25. Pertengkaran

3.7K 567 82
                                    

Aroma soto ayam sangat menyengat hidung. Membuat perut kosong menjadi keroncongan. Aku mengaduk soto itu dan memasukan beberapa sendok ke dalam piring berisi nasi. Kemudian menyuapnya ke dalam mulut.

"Hai," momen khidmatku terganggu saat pria itu meletakan tabletnya di atas meja dan menarik kursi di sebelahku.

Aku hanya menanggapi dengan senyum tipis karena aku juga sibuk dengan laptop. Biasa, jika sudah urusan kerjaan aku akan mengerjakannya kapan saja dan dimana saja termasuk kantin kantor. Sudah tidak ada waktu untuk lunch cantik di luar kantor jika seperti ini.

Seorang pelayan datang membawakan pecel ayam dan meletakannya di atas meja. Ghani meraih tabletnya dan tampak sibuk menyentuh layar tipis itu sampai pecel ayam yang baru tersaji di meja tidak ia hiraukan.

Keadaan kami berdua sudah seperti pasangan yang membosankan karena keduanya sibuk dengan gadget masing-masing. Aku dan Ghani sepertinya memiliki sifat ambisius yang sederajat. Jika sudah menyangkut pekerjaan, semua dikesampingkan.

Ghani menjadi PM event untuk bulan depan. Ia sudah lebih dulu masuk kantor dibandingkan aku, dan kesibukannya memasuki fase kritis karena event yang ia pegang adalah bazar makanan bertemakan food truck yang akan mendatangi 5 tempat di Jakarta. Jadi kerjanya gembar gembor seperti ini.

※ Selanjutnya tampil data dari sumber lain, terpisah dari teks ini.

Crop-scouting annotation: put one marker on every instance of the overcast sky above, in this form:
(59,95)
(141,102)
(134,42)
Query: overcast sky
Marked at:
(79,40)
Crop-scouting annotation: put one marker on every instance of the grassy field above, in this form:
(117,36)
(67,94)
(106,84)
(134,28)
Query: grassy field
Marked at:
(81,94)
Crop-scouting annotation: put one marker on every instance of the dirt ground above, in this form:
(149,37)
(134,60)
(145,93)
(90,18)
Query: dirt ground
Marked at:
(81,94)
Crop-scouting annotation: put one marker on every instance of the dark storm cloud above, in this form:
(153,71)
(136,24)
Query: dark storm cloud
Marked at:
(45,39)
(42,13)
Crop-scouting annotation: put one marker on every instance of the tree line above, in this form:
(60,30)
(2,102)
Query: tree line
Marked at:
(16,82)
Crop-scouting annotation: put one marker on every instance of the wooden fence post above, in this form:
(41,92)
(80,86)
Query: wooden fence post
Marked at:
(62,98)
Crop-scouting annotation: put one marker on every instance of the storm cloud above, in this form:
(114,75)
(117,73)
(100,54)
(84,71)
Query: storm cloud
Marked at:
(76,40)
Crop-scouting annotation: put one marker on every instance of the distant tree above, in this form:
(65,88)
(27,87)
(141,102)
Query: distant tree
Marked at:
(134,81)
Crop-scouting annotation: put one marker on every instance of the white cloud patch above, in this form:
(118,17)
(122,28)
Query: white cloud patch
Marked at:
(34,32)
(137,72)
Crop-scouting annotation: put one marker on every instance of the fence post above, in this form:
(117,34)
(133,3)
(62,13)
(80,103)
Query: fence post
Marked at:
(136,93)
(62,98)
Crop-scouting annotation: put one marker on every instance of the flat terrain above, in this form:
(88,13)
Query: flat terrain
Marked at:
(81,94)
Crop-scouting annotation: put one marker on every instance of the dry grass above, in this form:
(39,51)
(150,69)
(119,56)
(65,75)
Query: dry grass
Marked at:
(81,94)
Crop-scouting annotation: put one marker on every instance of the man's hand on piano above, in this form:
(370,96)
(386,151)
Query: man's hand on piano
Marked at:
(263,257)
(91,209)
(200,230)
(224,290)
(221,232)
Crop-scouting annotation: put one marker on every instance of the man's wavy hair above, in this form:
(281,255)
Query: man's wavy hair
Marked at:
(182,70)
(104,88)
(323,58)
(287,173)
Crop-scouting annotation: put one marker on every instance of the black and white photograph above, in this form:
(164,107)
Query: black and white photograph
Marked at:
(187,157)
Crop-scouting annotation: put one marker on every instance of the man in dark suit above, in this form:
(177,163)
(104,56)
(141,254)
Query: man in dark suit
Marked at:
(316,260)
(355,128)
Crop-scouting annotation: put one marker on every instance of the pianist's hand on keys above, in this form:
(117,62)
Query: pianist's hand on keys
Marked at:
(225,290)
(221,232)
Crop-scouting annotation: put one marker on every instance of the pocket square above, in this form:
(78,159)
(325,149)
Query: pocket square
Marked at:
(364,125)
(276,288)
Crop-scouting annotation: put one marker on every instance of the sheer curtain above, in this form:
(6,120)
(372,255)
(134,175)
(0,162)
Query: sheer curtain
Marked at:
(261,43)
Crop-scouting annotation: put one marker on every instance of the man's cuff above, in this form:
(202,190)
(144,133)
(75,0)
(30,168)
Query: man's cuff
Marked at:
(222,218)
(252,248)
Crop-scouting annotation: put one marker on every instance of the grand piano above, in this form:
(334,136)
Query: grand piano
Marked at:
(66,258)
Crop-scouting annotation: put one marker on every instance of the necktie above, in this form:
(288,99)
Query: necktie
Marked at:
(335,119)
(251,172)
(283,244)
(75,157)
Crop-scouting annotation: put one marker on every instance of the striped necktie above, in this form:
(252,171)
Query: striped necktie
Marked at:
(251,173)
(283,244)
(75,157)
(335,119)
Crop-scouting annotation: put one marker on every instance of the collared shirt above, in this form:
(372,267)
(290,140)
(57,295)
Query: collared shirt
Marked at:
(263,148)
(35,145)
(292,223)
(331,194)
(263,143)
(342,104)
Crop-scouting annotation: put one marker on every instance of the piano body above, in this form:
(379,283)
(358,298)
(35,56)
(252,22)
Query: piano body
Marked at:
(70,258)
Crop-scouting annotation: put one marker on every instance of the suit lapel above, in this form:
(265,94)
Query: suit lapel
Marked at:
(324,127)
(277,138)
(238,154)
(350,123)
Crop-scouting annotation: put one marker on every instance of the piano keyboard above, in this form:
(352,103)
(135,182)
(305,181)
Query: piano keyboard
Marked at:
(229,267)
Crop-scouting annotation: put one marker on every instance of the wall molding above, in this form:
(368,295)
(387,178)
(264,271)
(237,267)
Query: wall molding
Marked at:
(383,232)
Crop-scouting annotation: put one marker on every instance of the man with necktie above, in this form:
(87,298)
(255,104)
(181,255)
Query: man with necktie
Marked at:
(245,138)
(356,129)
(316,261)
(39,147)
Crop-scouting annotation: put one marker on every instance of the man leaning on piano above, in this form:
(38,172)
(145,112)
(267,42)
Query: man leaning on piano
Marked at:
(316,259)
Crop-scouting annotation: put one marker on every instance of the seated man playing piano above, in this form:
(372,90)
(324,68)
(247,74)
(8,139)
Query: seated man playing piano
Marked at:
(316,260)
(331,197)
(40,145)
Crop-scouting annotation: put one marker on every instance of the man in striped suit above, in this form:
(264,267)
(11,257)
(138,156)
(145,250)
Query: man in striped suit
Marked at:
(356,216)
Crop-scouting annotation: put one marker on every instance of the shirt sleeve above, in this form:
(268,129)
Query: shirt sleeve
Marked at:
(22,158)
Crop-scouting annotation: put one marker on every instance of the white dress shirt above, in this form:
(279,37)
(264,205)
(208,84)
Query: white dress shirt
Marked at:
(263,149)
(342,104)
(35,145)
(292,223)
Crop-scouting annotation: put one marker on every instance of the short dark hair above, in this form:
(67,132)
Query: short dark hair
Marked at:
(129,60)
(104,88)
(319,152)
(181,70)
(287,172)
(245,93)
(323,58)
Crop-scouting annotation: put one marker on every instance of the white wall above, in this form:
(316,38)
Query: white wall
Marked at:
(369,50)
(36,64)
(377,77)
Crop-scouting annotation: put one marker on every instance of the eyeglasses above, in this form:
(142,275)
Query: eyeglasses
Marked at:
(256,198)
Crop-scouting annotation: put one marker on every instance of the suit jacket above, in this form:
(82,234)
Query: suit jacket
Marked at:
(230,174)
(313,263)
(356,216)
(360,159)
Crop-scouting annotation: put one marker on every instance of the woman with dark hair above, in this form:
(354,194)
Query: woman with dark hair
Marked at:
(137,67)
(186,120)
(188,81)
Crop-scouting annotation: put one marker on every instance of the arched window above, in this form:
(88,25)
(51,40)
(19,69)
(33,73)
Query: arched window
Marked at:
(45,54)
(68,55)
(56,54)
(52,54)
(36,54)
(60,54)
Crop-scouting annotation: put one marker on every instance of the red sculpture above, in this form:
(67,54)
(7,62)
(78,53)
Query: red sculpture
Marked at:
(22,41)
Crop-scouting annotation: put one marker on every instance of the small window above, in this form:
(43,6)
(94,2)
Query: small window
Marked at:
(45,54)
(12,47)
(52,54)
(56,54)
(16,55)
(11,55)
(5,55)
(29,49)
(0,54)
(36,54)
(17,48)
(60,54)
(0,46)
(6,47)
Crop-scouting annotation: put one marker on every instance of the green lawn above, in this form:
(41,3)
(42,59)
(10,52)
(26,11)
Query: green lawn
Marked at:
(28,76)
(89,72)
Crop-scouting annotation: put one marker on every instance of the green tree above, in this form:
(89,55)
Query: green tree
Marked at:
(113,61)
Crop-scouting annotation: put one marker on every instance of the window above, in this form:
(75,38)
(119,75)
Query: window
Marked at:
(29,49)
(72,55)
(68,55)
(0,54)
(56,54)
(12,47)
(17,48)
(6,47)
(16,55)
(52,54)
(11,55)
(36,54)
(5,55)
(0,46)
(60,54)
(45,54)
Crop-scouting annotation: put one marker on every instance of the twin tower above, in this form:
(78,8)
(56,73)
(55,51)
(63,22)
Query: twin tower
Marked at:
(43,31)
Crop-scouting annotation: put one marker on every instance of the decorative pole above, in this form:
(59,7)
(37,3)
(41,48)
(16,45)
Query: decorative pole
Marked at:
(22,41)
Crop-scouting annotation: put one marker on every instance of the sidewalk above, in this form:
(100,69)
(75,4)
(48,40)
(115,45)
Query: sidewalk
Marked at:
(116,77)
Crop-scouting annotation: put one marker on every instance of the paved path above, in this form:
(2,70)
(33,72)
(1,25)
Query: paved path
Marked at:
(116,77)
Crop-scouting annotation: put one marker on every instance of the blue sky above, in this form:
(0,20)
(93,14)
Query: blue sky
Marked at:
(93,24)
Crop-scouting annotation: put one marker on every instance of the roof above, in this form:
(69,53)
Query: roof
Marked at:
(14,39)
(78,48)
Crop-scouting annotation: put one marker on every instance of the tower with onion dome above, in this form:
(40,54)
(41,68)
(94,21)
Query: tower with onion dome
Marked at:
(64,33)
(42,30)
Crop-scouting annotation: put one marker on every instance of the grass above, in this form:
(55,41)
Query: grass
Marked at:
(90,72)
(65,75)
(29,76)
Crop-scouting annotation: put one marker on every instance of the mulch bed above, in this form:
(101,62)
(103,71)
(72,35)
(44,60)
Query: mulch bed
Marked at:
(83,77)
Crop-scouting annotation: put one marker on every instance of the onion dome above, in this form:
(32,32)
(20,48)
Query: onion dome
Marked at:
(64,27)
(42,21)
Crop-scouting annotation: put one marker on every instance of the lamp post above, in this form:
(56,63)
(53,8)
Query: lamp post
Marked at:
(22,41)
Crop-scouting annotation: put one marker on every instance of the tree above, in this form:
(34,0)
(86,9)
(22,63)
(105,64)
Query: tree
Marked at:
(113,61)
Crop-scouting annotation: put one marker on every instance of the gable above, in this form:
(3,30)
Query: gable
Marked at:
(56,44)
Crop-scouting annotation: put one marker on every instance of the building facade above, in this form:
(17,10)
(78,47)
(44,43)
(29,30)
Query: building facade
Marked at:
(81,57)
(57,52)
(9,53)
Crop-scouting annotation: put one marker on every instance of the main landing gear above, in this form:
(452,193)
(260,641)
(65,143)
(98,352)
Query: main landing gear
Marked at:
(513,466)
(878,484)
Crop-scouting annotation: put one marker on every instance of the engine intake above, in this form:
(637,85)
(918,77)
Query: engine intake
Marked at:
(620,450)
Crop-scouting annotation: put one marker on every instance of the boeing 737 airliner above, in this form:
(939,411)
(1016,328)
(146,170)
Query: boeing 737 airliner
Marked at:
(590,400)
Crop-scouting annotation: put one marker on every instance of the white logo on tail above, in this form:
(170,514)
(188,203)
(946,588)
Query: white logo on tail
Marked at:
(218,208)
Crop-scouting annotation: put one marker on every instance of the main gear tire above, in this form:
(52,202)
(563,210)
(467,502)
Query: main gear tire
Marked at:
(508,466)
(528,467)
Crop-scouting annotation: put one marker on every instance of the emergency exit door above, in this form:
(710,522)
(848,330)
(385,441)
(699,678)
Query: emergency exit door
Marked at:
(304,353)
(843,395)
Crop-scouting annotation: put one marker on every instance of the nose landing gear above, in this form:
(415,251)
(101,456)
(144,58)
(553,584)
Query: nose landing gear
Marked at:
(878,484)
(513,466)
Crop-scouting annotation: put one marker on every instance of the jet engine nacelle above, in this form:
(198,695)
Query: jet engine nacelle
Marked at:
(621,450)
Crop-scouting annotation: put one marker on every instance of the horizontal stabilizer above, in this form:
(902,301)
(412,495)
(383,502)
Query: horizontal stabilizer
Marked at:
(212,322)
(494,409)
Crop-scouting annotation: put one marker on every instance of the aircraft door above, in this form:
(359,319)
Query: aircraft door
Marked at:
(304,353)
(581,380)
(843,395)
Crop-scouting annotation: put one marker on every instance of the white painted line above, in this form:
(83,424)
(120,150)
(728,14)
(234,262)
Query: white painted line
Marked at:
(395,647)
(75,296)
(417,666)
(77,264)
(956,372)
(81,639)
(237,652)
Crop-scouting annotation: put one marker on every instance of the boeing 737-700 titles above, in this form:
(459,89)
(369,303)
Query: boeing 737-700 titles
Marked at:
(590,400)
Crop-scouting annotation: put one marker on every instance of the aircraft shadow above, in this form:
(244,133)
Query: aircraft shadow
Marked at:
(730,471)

Aku melihat jam di laptop, jam makan siangku harus selesai lima menit lagi karena aku harus kembali bekerja. Jadi aku buru-buru menghabiskan nasi dan soto ayam kemudian mengkondisikan laptop dalam keadaan sleep.

"Aku naik duluan ya. You okay?" Tanyaku pada Ghani.

"Yeah im good, Honey." Balas Ghani sembari mengangkat kepalanya dan tersenyum tipis sebelum pada akhirnya kembali fokus pada tablet.

Aku meraih laptop dan botol minum yang memang selalu ku bawa, kemudian melangkah keluar kantin kantor menuju lift. Selama di dalam lift aku terus memikirkan konsep acara, tata panggung, dan segalanya yang berhubungan dengan acara. Tidak ada yang dapat mengendalilan pikiranku kecuali pekerjaan.

Pintu lift terbuka, aku melangkah keluar dari lift menuju ruang rapat. Saat sudah berada di depan pintu, aku menempelkan ID card sebagai akses untuk masuk.

Fazri sudah berada di dalam ruang rapat. Ketika aku masuk ia yang semula memainkan ponselnya sembari tersenyum itu buru-buru menyapaku dan memasukan ponsel ke dalam saku celana chino. "Mba Anna," tegurnya begitu aku meletakan laptop di bagian ujung meja.

Aku hanya membalas dengan senyum tipis dan meraih kursi untuk duduk sembari menunggu yang lain tiba di ruang rapat. Aku datang terlalu cepat dari jam rapat yang ditentukan. Sengaja, aku malas naik ke atas untuk duduk di ruangan hanya lima menit kemudian turun lagi ke bawah ke ruang rapat.

Fazri mendekat ke arahku, menarik kursi yang berada di sebelah kanan. Kemudian mendaratkan bokongnya di sana. "Mba Anna keliatannya lagi sibuk banget, mungkin ada yang bisa saya bantu, Mba?" Ujarnya.

Aku melempar pandangan padanya. "Dekorasi udah sampe mana?" Bukannya menjawab tawaran aku malah kembali bertanya.

"Aman, Mba. Lampu, red carpet, sama barang dekorasi lain persiapannya udah 90%. Jadi..., Mba Anna ga usah khawatir."

Aku mengangguk dan kembali fokus pada laptop.

Tlit... Krek...

Suara pintu terbuka membuatku mengalihkan pandangan. Ghani muncul dengan wajah panik dan keringat seukuran biji jagung di dahi.

"An sorry banget tapi aku butuh ruang rapat sekarang. Please,"

"Hah?" Alisku bertaut. "Kan aku yang udah booking hari dan jam segini. Ga mungkin ada kesalahpahaman lagi."